Comment sont imposés les intérêts d'un CAT dans une SCI à l'IR ?
La SCI étant transparente (art. 8 CGI), les intérêts sont imposés chez chaque associé au prorata de sa quote-part, en tant que revenus de capitaux mobiliers : PFU de 31,4 % en 2026 (12,8 % IR + 18,6 % PS, après la hausse de 1,4 point de CSG portée par la LFSS 2026) ou barème progressif sur option. La SCI ne paie pas d'impôt elle-même.
Comment est imposé le contrat de capitalisation dans une SCI à l'IS ?
Il fait l'objet d'une imposition forfaitaire annuelle (art. 238 septies E CGI) : chaque année, la SCI est imposée sur un produit théorique égal à 105 % du dernier TME connu à la souscription, appliqué à la valeur de souscription, avec régularisation au rachat. L'impôt est donc déconnecté de la performance réelle du contrat.
Une SCI peut-elle acheter des parts de SCPI avec sa trésorerie ?
Oui, si l'objet social le prévoit et que la détention reste passive.
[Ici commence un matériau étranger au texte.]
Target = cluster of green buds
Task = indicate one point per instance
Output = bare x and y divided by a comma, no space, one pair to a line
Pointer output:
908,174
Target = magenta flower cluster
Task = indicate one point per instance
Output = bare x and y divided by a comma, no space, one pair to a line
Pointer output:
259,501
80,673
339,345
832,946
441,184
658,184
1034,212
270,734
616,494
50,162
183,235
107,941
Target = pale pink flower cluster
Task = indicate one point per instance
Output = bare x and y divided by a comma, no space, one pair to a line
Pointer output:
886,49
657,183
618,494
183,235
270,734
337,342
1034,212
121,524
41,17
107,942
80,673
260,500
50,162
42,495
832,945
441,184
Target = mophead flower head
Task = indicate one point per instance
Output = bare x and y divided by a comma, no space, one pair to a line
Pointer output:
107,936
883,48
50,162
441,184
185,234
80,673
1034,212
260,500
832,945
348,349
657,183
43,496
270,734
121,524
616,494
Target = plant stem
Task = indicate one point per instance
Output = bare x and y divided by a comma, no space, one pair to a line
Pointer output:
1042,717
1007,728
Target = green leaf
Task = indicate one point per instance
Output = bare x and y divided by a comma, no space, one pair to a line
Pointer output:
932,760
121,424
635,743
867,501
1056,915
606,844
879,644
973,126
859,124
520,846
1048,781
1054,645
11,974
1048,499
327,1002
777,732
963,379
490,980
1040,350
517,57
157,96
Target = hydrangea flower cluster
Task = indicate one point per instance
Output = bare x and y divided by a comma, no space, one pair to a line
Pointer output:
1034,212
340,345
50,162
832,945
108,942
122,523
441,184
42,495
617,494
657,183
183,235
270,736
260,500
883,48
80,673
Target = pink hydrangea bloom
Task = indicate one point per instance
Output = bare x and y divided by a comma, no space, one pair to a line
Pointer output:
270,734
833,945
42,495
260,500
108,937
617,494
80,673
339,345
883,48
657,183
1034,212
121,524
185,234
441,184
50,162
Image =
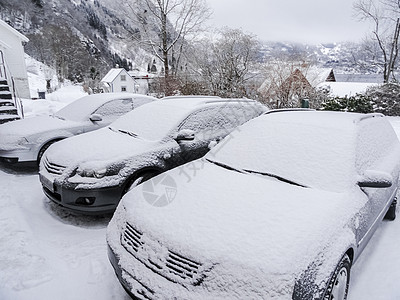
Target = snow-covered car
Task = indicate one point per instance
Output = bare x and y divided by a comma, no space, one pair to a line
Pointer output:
26,140
280,209
90,173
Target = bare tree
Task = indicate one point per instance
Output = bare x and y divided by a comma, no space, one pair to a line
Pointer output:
174,22
385,16
227,64
288,81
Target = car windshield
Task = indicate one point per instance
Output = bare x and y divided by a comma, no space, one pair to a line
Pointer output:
152,121
78,110
310,155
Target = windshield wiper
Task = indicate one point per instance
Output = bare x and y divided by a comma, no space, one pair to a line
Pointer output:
128,133
277,177
224,166
58,117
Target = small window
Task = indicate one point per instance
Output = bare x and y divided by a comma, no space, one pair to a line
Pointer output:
115,108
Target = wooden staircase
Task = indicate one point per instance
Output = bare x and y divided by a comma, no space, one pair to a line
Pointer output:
8,111
10,104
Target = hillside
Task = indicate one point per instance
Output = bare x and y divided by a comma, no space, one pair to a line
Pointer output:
83,39
78,37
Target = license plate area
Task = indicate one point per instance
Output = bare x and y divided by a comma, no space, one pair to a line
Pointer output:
47,183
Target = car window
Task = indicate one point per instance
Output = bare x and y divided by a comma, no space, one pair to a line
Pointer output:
220,119
375,141
114,108
204,119
138,101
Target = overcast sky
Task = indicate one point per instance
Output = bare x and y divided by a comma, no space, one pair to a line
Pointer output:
306,21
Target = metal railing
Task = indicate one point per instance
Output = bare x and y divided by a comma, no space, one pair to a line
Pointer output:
4,70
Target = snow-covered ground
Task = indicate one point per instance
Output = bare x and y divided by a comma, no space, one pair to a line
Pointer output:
47,253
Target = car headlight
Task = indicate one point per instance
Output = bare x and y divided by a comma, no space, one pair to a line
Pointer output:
96,173
13,143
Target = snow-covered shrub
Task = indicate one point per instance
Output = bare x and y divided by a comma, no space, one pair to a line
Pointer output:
359,103
385,98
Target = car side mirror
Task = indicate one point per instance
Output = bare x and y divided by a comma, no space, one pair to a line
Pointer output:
185,135
96,118
375,179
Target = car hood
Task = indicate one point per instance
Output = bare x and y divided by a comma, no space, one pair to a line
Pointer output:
247,219
32,126
100,147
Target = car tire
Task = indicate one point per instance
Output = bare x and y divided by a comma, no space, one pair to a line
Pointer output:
391,213
138,179
339,284
43,149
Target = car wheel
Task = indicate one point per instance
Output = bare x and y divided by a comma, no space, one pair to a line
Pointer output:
339,284
138,179
43,149
391,213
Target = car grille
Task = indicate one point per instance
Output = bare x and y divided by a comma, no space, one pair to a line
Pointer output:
171,266
53,168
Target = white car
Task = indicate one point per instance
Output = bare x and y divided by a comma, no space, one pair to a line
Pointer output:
90,173
26,140
279,209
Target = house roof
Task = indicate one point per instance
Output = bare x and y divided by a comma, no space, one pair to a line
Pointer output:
366,78
12,30
343,89
112,74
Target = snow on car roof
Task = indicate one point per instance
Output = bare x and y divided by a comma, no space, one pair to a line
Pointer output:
311,148
84,106
154,120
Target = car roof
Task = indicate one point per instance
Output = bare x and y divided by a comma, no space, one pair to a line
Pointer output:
320,118
92,102
198,101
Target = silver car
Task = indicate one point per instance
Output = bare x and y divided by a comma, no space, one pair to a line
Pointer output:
280,209
90,173
26,140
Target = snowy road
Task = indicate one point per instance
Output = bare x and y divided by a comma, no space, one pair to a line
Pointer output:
48,254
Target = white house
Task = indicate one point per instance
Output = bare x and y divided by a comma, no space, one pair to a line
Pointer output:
143,81
118,80
12,59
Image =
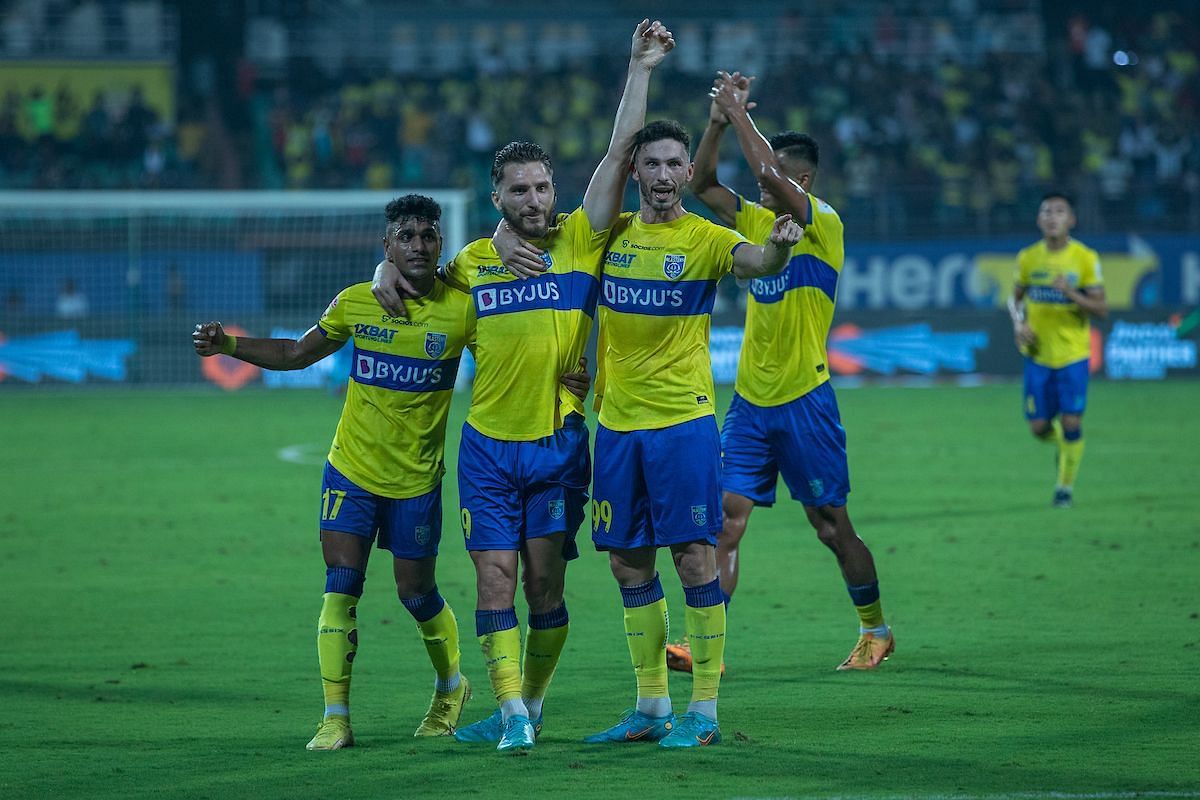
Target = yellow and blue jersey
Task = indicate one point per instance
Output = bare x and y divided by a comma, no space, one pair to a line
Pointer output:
391,434
1062,328
789,314
531,331
655,306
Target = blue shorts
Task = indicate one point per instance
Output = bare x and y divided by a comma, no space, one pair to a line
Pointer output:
409,528
655,488
1050,392
513,491
802,440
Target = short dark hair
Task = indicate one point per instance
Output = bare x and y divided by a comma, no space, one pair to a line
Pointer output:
413,206
1056,194
795,144
660,130
519,152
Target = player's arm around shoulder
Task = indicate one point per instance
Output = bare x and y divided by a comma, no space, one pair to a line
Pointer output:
755,262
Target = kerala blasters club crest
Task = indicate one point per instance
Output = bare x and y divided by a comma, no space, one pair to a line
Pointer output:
672,265
435,344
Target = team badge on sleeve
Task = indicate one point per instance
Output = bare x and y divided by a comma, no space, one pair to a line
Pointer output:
672,265
435,344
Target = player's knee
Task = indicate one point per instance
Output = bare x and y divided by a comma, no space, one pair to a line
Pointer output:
544,593
733,527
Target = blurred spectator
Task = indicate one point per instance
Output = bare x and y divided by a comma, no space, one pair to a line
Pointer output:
71,302
937,118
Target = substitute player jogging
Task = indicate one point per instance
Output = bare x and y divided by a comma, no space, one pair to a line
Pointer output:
1057,288
383,479
784,419
658,462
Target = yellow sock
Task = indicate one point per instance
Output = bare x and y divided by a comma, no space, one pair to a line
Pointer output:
646,632
1069,455
706,633
441,637
502,651
337,641
870,615
1053,435
545,639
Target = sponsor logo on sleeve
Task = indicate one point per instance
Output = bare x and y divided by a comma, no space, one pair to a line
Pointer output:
435,344
672,265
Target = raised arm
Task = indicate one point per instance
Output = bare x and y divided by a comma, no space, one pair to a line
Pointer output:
601,202
705,184
209,338
754,262
757,152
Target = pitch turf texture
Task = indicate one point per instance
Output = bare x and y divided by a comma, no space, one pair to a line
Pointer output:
162,579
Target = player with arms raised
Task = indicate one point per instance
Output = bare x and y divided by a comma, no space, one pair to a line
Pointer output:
383,479
658,450
1057,288
784,417
523,462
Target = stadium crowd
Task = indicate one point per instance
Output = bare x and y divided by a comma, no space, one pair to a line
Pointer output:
959,140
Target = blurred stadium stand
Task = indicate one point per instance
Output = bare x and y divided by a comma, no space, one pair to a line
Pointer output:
935,118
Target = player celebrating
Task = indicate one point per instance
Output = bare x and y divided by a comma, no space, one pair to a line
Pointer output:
1059,287
784,416
523,463
658,451
383,477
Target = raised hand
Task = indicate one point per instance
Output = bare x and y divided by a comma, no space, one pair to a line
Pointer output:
652,42
208,338
730,92
786,232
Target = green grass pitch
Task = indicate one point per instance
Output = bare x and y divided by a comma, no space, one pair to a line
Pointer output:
162,579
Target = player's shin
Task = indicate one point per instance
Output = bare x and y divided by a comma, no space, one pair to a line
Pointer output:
705,620
1071,453
544,645
499,638
337,637
439,633
646,632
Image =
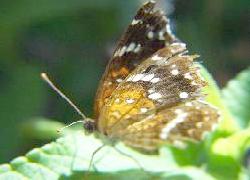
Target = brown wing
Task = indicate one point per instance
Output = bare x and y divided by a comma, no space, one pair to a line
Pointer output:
148,32
164,80
191,120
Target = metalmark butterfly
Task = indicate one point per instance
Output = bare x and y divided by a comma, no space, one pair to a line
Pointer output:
150,93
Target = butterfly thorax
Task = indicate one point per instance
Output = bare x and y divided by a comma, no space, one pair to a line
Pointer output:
89,125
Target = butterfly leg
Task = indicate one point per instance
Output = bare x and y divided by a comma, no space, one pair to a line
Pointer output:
131,157
92,156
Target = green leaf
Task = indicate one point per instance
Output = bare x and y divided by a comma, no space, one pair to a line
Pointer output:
226,155
69,158
237,97
227,124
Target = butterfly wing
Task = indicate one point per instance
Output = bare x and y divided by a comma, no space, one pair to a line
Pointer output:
148,32
165,80
190,121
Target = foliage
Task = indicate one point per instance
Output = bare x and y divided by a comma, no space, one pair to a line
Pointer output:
218,157
71,40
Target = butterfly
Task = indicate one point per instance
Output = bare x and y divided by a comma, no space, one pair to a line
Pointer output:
150,93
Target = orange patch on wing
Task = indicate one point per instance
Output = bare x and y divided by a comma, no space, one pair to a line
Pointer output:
123,104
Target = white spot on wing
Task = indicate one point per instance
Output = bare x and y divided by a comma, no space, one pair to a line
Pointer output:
136,21
130,78
130,47
150,35
130,101
172,124
155,80
183,95
156,58
143,110
148,77
175,72
161,35
122,51
138,48
117,100
137,77
188,76
155,96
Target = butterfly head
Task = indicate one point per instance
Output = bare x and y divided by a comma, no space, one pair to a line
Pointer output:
89,125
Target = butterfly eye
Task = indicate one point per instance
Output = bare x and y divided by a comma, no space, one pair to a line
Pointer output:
89,126
149,68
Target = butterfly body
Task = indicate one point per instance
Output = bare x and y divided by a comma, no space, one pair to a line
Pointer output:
150,93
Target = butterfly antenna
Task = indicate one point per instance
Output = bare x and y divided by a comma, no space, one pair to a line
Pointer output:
45,77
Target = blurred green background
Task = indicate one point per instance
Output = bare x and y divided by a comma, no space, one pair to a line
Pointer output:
73,40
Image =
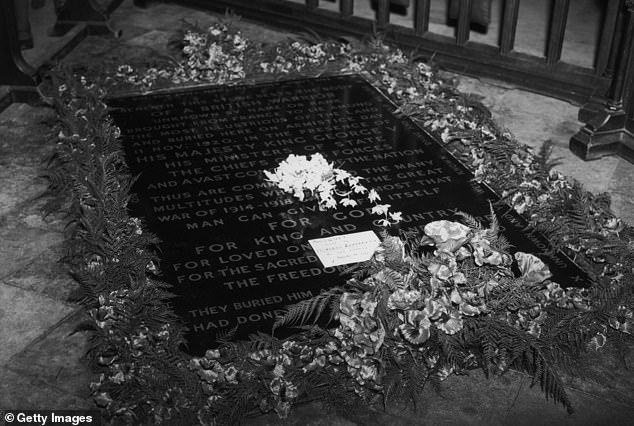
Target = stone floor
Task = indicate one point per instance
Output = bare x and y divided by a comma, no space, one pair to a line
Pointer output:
41,359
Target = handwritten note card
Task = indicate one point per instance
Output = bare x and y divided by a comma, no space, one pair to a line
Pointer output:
345,249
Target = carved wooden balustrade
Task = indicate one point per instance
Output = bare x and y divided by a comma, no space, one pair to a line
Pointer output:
605,89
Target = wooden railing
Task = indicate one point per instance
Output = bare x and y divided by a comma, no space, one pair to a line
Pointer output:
546,74
606,87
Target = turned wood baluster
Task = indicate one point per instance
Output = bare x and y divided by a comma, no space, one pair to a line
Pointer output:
421,16
610,129
557,31
464,22
509,26
382,13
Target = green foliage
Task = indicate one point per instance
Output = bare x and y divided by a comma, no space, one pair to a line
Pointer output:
136,341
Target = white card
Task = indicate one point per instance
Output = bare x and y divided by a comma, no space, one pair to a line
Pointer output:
345,249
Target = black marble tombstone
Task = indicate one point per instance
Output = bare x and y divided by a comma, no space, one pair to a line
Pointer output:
236,249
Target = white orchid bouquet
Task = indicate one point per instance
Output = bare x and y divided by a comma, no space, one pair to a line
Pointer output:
331,187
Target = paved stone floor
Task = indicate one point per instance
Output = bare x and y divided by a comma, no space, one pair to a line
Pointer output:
41,359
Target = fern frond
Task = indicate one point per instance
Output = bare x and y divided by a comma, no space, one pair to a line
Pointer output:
309,310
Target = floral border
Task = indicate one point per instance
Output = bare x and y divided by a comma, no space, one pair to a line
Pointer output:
400,314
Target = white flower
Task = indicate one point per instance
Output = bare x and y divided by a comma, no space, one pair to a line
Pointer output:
380,209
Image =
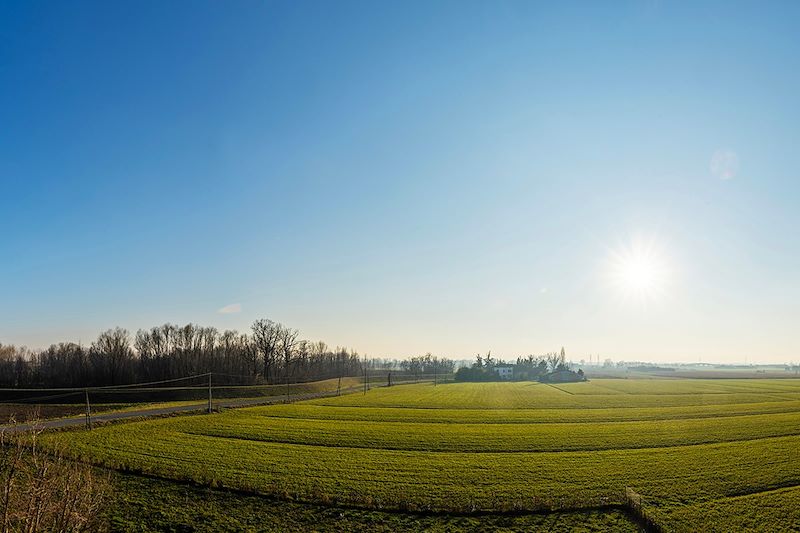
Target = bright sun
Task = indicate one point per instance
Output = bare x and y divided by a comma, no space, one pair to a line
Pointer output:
639,271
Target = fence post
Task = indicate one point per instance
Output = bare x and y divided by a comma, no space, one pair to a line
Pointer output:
210,402
88,410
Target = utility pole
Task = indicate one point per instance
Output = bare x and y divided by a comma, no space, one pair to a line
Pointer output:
210,404
366,376
88,410
287,381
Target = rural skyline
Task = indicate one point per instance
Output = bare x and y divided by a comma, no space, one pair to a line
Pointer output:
449,178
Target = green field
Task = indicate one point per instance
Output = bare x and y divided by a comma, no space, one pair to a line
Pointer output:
704,454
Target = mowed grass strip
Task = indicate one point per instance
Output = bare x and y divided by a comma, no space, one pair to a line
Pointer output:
446,481
306,410
527,395
480,438
774,511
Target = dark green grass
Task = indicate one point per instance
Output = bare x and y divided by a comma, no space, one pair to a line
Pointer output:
145,505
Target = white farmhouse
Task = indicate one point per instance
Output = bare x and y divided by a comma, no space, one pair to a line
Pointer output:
506,372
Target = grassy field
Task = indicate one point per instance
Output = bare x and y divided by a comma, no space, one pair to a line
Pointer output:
704,454
146,505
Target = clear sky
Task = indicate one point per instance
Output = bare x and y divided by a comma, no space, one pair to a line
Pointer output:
620,178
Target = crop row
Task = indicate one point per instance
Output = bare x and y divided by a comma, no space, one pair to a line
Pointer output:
306,410
445,481
535,396
480,438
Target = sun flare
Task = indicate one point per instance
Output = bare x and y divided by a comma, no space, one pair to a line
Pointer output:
639,271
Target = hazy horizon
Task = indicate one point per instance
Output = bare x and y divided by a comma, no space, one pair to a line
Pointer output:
405,178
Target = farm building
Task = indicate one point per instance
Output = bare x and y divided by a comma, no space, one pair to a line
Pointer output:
505,372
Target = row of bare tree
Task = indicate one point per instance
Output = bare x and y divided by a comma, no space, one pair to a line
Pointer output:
269,353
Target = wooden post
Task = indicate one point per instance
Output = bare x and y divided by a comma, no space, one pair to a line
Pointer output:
88,410
210,402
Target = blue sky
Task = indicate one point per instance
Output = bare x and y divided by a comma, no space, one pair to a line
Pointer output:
404,177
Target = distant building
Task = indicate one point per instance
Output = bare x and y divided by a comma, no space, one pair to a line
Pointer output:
505,372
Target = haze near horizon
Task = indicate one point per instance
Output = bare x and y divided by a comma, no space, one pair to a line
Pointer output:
406,178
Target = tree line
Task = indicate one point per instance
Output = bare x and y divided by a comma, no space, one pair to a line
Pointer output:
269,353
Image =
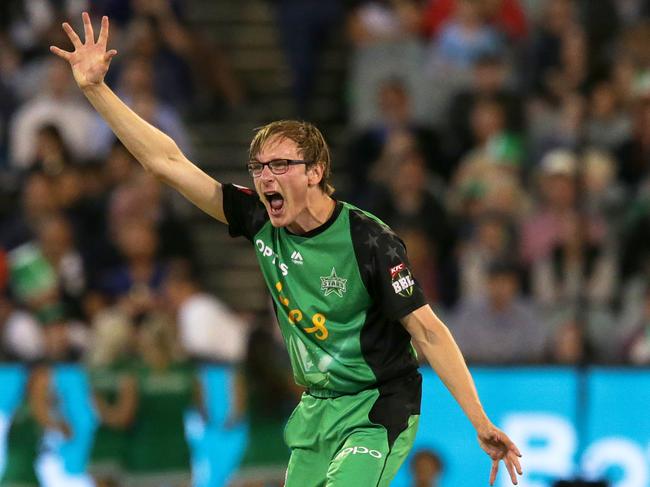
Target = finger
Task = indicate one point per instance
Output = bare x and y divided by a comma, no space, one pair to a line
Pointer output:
61,53
511,471
515,460
110,55
494,471
88,28
103,33
72,35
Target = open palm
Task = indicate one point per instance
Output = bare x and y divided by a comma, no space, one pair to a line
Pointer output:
89,60
500,448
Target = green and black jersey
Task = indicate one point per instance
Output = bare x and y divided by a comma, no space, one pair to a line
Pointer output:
339,293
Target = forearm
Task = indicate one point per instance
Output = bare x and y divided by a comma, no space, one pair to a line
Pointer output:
441,351
151,147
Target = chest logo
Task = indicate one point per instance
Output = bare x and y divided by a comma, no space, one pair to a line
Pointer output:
333,284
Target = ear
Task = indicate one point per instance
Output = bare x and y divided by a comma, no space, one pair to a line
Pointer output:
315,174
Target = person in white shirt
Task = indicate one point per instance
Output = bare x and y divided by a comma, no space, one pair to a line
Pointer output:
208,330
En SCI à l'IR, les revenus distribués sont des revenus fonciers imposés chez l'associé ; en SCI à l'IS, ils entrent dans le résultat et permettent l'amortissement des parts. Attention à la liquidité et au risque de perte en capital. Voir notre guide SCI, SCPI et actions.
Peut-on prêter la trésorerie de la SCI à sa holding ?
Oui, via une convention de trésorerie écrite avec un taux de marché, dans le respect des règles du monopole bancaire (conventions intragroupe admises sous conditions) et de l'objet social. Voir notre guide convention de trésorerie SASU-SCI.
Vaut-il mieux un CAT ou un contrat de capitalisation ?
Le CAT offre sécurité, taux garanti et simplicité, pour un horizon connu. Le contrat de capitalisation offre diversification et transmission, mais impose de composer avec la fiscalité forfaitaire à l'IS. L'arbitrage dépend du couple rendement/durée, du besoin de liquidité et de la stratégie patrimoniale — idéalement validé avec un conseil.